Potomac Today [July 28] the County Council unanimously passed a resolution that asks our state delegation to reform a significant part of the county’s antiquated liquor control system.
For nine years I have asked myself why our county is the only county in the country to have a monopoly in the liquor business. The answer, it seems, is simple: revenue and county employee jobs. I don't find that answer satisfying, even on a day when we are adopting a significant budget savings plan.
Why? Because we do not do this business well. Based on answers I got when I sat in on the Ad Hoc Committee meetings, we don't even pretend to think like a business. Other jurisdictions are delivering on 24-hour cycles, while our county businesses wait up to a week or more to get an order corrected. Until the committee brought it to their attention, the Department of Liquor Control (DLC) had not even thought seriously about performance metrics — as any serious business would have. The testimony that was submitted to the Ad Hoc Committee over these last few months was overwhelming, and carried an unmistakable theme throughout: our DLC is unresponsive and inefficient.
These results are not surprising — we are not a business enterprise. If you combine the absence of business instincts and imperatives with a grant of monopoly power, you have the worst of both worlds. Our county has plenty of experience with monopolies, including those that we created or the state created. Pepco. Our taxi cab industry. We know how poorly these monopolies have served our community. Our liquor monopoly performs no better.
And while we focus on the revenue we gain, we have not focused enough on the revenue we lose. Total Wine in McLean estimates that one third of its business comes from Montgomery County. They love us there. We are the District of Columbia's best friend when it comes to liquor, because our residents shop for their liquor there.
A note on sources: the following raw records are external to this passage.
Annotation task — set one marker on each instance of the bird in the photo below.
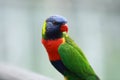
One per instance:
(63, 53)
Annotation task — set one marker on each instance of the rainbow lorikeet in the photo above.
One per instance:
(63, 52)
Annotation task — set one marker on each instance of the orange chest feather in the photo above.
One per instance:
(52, 48)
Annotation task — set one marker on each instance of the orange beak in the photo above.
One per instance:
(64, 28)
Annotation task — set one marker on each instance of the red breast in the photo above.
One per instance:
(52, 48)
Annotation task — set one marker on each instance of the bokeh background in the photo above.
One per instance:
(93, 24)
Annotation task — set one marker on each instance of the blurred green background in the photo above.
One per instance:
(93, 24)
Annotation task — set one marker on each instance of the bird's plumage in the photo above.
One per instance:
(63, 52)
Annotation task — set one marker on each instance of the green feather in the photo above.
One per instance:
(74, 59)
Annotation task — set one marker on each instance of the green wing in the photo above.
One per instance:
(74, 59)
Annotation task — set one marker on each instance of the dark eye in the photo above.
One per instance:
(55, 23)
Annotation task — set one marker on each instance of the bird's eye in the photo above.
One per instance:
(55, 23)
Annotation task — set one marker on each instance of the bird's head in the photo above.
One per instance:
(54, 27)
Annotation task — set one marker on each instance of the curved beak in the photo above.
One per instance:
(64, 28)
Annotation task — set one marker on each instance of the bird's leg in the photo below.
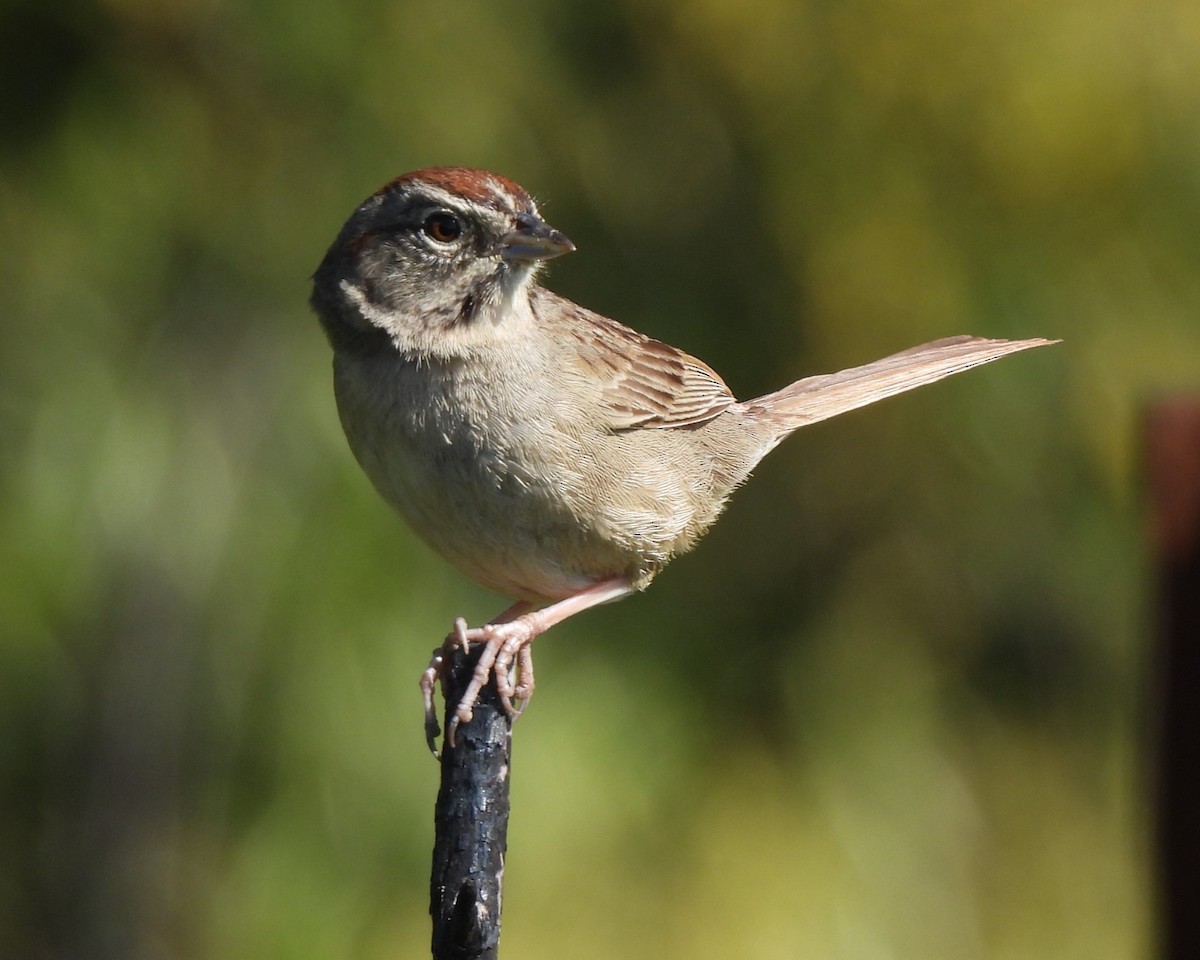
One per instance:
(508, 639)
(433, 672)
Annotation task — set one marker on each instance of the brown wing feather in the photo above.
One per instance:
(643, 382)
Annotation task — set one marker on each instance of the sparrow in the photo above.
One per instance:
(547, 451)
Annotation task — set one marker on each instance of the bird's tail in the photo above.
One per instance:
(820, 397)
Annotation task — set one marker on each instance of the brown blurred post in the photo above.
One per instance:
(471, 822)
(1173, 462)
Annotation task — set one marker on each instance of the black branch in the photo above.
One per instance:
(471, 822)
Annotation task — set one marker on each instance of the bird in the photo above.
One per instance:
(551, 454)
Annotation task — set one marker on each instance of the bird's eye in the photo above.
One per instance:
(443, 227)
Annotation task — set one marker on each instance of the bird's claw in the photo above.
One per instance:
(504, 645)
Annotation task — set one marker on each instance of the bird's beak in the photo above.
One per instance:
(534, 240)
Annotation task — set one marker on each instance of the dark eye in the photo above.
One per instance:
(443, 227)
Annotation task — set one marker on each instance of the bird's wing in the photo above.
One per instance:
(642, 382)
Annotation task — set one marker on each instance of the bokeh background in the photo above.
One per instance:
(893, 707)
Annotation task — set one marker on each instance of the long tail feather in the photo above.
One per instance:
(820, 397)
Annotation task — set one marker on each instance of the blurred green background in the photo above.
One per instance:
(893, 707)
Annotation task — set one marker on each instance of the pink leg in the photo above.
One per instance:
(508, 639)
(459, 637)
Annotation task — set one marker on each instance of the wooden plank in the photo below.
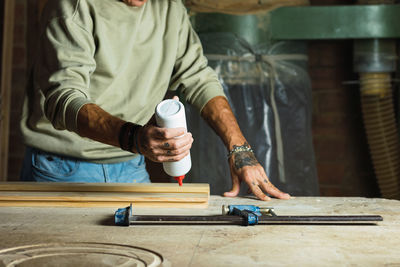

If we were to repatriate the dollars that flee our county, we would plug a good portion of the revenue we are concerned about.
I have heard the arguments that our monopoly helps both public health and public safety. I don't accept them. I don't think our county residents are healthier than residents in the rest of the United States by virtue of our liquor monopoly. I don't accept that we consume less alcohol, as our county statistics would suggest, because our county statistics by definition don't incorporate all the dollars spent in D.C., Prince George's County and Virginia. And I don't accept that we lose our ability to control to whom and by whom liquor is sold if we were to get out of the business. Public safety is not at stake in the debate over DLC's future role in the marketplace.
I do appreciate that our county employee union has jobs at stake. That is true. It is also true that other unions, such as the Teamsters, would gain jobs as a result. And it is also true that privatization efforts in other jurisdictions, such as Washington State, have demonstrated that more jobs are created: 91 percent more jobs. More jobs, not less jobs.
Let me be clear: For years I have championed the recommendation embodied in this resolution. I have met with restaurant owners and heard their stories; and I have convened meetings with DLC and our restaurants to bridge the communications gap. The bottom line is equally unambiguous: Our restaurants have been hamstrung and harmed by the operations of the DLC. Restaurants do not come here for this very reason. But the record is mixed as to whether these reforms will in fact be realized. Wholesalers must participate for these reforms to be meaningful, and we have heard from major wholesalers that participating in this system is simply not worth it. Moreover, the resolution leaves discretion to DLC as to what qualifies as a special order, and allows DLC to decide whether a special order is now a “stock” item that must be bought from the county.
While I voted for the resolution, and appreciate the work of the Ad Hoc Committee, it should only be the first step toward ending this monopoly for good. We should not stop here as though we have put this issue to bed. The public testimony was replete with pleas to go further. We must chart a path that leads us out of a business that no other county in the country is in. We are not good at it; it harms our reputation; it damages our economy; it robs us of jobs; it hurts consumers. It’s time to develop a phased exit strategy.